Straftaten im politischen Meinungskampf  

Natürlich nicht. Denn es ist Unsinn. Selbstverständlich macht nicht jede Straftat einen politischen Aktivisten zum Extremisten. Wenn er etwa im Supermarkt Kaugummis klaut, ist das zwar Ladendiebstahl, aber ein Fall für Polizei und Justiz, keiner für den Verfassungsschutz. Wer aber Autofahrer daran hindert, von A nach B zu kommen, um gesellschaftlichen Ziele durchzusetzen, für die er im demokratischen Meinungsstreit keine Mehrheiten findet, nutzt Straftaten (in diesem Fall Nötigung) als Mittel der politischen Auseinandersetzung.

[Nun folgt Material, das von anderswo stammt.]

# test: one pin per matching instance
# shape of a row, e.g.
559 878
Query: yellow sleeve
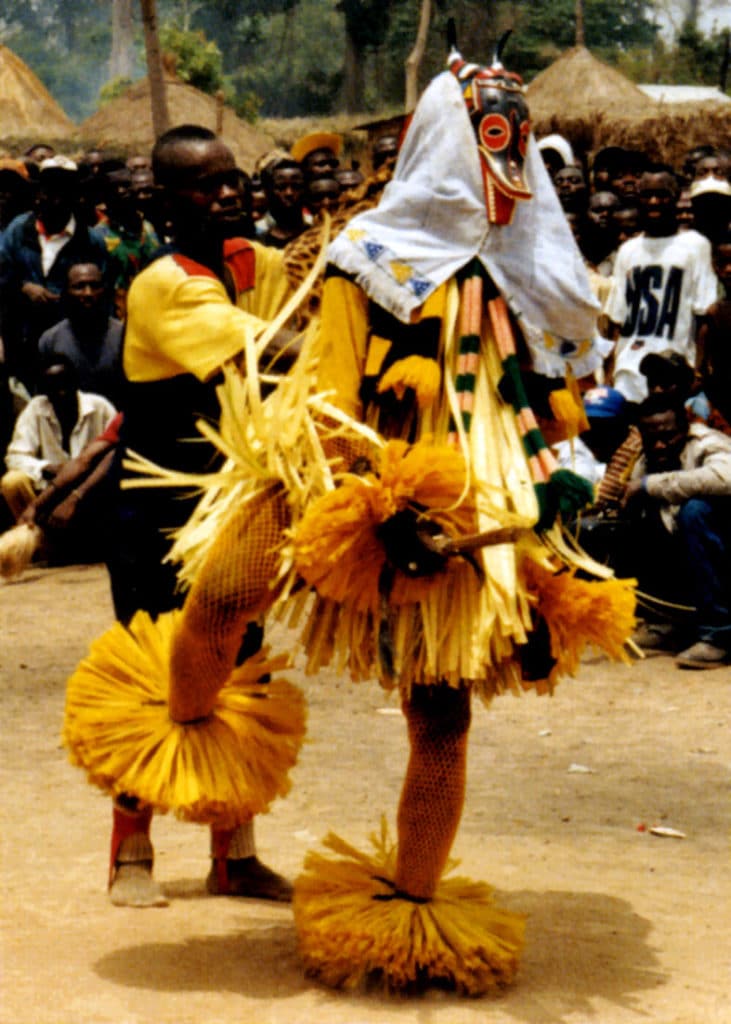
271 288
343 343
179 323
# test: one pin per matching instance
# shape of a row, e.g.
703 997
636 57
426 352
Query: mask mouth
493 97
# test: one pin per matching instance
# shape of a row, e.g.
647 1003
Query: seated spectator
715 343
88 337
54 427
259 201
15 190
285 185
678 541
589 454
323 195
385 152
131 241
74 511
36 251
669 375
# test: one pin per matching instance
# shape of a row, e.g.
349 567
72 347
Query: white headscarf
432 220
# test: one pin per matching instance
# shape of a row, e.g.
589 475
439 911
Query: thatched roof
595 105
126 123
27 109
579 86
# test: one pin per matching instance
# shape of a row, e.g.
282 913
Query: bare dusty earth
622 926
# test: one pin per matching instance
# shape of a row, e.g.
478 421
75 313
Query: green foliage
696 58
295 64
200 61
67 45
114 88
287 57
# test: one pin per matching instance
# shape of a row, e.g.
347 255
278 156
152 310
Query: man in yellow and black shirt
186 316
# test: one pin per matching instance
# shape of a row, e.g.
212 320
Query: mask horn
452 39
498 58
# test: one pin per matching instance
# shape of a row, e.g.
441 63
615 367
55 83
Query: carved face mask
500 118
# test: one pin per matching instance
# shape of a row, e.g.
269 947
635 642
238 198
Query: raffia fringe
220 770
17 547
351 933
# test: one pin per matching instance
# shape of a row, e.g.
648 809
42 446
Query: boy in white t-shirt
663 281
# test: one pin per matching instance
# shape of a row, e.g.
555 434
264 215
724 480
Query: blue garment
95 352
704 536
23 322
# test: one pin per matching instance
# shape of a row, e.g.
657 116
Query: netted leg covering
233 586
433 792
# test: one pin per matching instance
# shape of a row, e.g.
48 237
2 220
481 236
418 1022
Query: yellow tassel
569 417
352 931
336 547
423 375
219 770
578 612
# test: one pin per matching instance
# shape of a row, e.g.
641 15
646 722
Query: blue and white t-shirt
660 285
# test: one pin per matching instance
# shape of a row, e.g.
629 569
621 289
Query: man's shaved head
179 151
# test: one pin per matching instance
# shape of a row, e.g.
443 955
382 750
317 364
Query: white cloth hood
432 220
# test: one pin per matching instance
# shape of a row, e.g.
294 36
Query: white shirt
51 245
37 439
659 286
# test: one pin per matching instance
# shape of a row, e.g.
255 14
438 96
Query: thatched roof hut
595 105
27 109
577 86
126 123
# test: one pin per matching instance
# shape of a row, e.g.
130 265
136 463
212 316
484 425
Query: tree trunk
122 58
354 78
161 120
415 57
581 39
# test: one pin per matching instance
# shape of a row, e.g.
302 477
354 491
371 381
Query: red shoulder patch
240 257
191 267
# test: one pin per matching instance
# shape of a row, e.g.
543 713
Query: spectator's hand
29 515
633 491
38 294
61 516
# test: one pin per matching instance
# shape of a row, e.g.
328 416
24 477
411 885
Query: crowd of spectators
656 242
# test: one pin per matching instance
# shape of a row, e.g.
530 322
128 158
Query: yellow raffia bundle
416 372
218 770
567 409
578 612
353 931
336 547
17 547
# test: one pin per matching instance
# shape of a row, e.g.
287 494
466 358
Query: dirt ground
622 925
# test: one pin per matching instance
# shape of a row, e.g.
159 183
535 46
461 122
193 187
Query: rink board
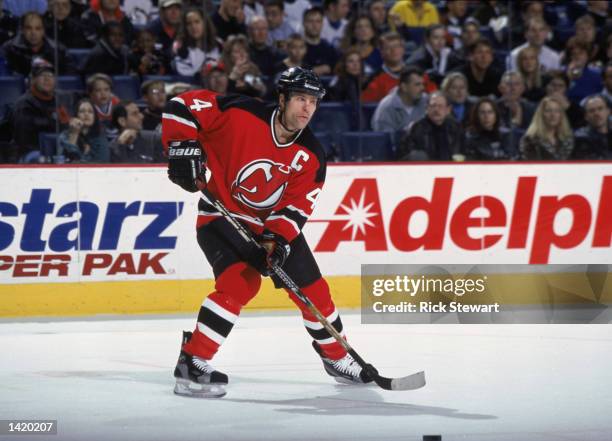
108 240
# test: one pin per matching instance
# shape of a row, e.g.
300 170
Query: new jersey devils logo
261 183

Das ist in einer Demokratie nicht akzeptabel. Wenn Haldenwang das für harmlos hält, solange es der richtigen Sache (in diesem Fall Klimaschutz) dient, verkennt er die Aufgabe des Verfassungsschutzes. Denn an die demokratischen und rechtsstaatlichen Spielregeln müssen sich alle halten: die „Guten“ wie die „Bösen“.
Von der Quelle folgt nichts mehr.